Let’s start by considering a different problem entirely. It’s quite a well-known problem, so you might have met it before. Imagine we have a species of rabbit where a mating pair takes 1 month to reach maturity, produces 1 new mating pair every month, and lives forever. If we started with 1 mating pair, how do we calculate the number of rabbits after n months?
Let’s draw a table.
|Month Number||# of Adults||# of Babies||Total Rabbits|
In general, suppose last month there were a adults, b babies, and r=a+b rabbits in total. Then we know that this month, the a adults from last month will all have reproduced, so there will be a babies this month. How many adults will there be? Well the b babies from last month will all have grown up, and the a adults won’t have died because our rabbits live forever, so altogether there are now a+b adults. We have 2a+b rabbits in total. The number of adults, babies, and the total number of rabbits all follow the Fibonacci sequence, where each term is the sum of the previous two terms.
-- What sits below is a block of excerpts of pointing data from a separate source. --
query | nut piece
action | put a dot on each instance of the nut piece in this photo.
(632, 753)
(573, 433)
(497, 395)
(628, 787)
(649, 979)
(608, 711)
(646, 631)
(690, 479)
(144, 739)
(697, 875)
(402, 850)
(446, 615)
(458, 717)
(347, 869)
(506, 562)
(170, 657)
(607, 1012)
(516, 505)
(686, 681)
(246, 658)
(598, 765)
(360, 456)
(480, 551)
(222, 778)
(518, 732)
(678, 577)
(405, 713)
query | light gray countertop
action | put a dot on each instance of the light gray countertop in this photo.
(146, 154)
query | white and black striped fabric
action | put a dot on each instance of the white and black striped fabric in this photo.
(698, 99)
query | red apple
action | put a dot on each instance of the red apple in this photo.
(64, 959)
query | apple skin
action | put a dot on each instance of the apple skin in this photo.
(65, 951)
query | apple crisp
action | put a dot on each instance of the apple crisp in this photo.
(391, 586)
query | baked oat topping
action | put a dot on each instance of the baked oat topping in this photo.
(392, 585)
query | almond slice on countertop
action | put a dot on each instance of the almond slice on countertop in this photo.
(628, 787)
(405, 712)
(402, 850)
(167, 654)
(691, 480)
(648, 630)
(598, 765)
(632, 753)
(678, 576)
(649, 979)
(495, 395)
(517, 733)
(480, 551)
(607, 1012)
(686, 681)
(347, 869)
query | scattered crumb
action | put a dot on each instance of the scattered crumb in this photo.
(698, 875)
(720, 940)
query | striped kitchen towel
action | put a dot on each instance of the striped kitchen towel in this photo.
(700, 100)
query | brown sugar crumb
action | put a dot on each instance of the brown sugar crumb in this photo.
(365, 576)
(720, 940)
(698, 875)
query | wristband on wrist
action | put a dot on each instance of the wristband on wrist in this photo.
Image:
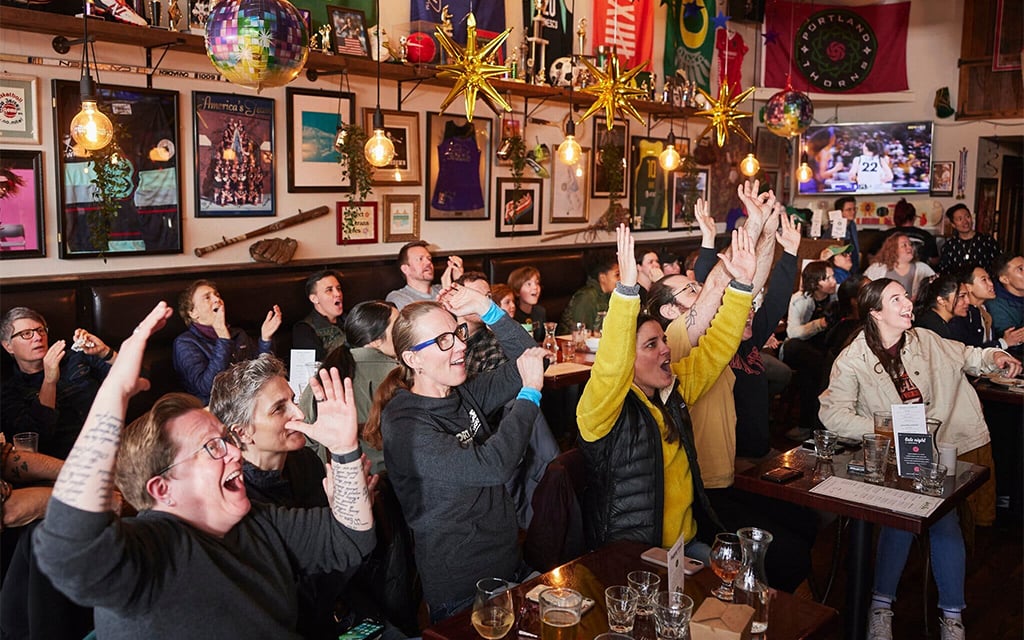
(350, 457)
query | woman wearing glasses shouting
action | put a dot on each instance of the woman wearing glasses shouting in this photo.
(448, 465)
(49, 390)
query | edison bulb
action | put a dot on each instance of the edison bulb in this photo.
(569, 152)
(750, 166)
(91, 128)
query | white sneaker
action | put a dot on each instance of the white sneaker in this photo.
(950, 629)
(880, 625)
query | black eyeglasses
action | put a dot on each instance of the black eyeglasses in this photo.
(444, 341)
(216, 448)
(27, 334)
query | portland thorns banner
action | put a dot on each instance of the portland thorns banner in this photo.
(837, 48)
(628, 24)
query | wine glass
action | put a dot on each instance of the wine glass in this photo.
(726, 560)
(493, 614)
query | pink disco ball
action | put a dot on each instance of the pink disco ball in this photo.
(788, 113)
(257, 43)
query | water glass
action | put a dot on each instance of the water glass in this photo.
(645, 584)
(824, 443)
(876, 457)
(672, 615)
(622, 605)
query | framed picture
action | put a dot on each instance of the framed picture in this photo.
(401, 218)
(349, 29)
(617, 137)
(518, 211)
(235, 165)
(147, 216)
(18, 110)
(458, 177)
(647, 184)
(569, 188)
(22, 205)
(312, 127)
(364, 227)
(403, 129)
(686, 187)
(942, 178)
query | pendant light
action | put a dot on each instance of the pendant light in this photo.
(379, 148)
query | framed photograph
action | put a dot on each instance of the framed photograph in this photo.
(401, 218)
(364, 228)
(617, 137)
(312, 127)
(459, 176)
(942, 178)
(518, 211)
(686, 187)
(349, 30)
(648, 184)
(18, 110)
(22, 205)
(403, 129)
(569, 188)
(147, 219)
(233, 144)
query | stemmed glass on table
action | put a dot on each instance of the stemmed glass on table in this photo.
(726, 560)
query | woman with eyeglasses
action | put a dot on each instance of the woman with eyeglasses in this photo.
(449, 466)
(51, 386)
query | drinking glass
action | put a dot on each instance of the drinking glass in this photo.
(726, 559)
(493, 612)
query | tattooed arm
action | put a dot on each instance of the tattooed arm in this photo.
(86, 481)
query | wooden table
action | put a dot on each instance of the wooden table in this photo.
(790, 616)
(967, 479)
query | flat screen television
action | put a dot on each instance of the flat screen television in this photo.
(868, 158)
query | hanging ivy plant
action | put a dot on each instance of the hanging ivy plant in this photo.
(357, 170)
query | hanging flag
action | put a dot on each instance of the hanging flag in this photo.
(838, 48)
(489, 15)
(688, 45)
(628, 25)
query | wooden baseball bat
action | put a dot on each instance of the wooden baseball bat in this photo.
(298, 218)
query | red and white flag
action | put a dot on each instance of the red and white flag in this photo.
(837, 48)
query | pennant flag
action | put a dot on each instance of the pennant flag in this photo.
(688, 41)
(628, 25)
(838, 48)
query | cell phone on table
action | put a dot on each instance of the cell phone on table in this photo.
(366, 630)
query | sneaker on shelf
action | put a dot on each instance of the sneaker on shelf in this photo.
(950, 629)
(880, 625)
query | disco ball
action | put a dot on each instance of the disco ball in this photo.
(788, 113)
(257, 43)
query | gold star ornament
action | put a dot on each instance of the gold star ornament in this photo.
(613, 91)
(723, 115)
(472, 69)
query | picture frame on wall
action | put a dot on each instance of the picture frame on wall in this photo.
(18, 110)
(22, 205)
(313, 118)
(403, 130)
(401, 218)
(348, 31)
(364, 229)
(459, 175)
(686, 187)
(943, 174)
(518, 209)
(569, 188)
(235, 155)
(147, 220)
(617, 136)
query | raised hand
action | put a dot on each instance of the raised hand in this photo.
(627, 259)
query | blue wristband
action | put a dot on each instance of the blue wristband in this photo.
(494, 314)
(529, 393)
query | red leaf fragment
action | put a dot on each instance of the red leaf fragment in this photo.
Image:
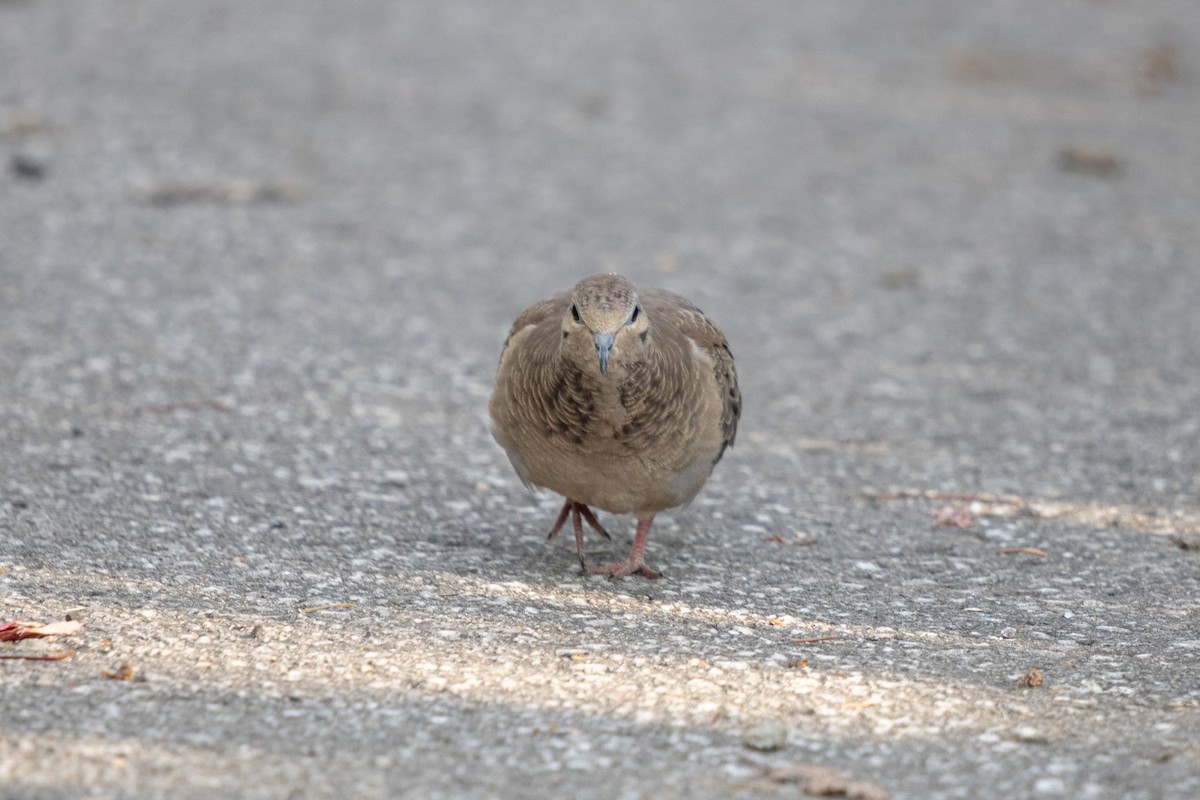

But what have rabbits got to do with stacking cups?
Well let’s think about stacks in terms of right-way-up and upside-down cups. In the image, I have represented an upside-down cup in red, and a right-way-up cup in blue.
How many ways can we combine two
cups? There are three possibilities, shown in the image. I can have a blue cup on top of a red one, a red one on top of a blue one, or two blues on top of each other.
Now, I can use this to help me to work out the number of possibilities for three cups! I can imagine putting an extra cup on top of what I already have.
I can put a blue cup on top of any of my stacks, because I am always allowed to put a right-way-up cup on. So I get three stacks with blue on top. I am only allowed to put a red cup on top of a blue, because if I put red on red it nests inside instead of stacking, so I get two stacks with red on top.
I want to make another table…
|Height of stack||Blue on top||Red on top||Total stacks|
In general, if I know there are a stacks of height n with blue on top, and b stacks of height n with red on top, then I can deduce that there are a+b stacks of height n+1 with blue on top (because I can put blue on top of anything), and there are a stacks of height n+1 with red on top (because I can only put red on top of blue), so there are 2a+b stacks of height n+1 altogether.
This is exactly the same logic as the rabbit problem, so structurally, they are the same! So the number of ways of stacking the cups gives the Fibonacci sequence! Neat, eh?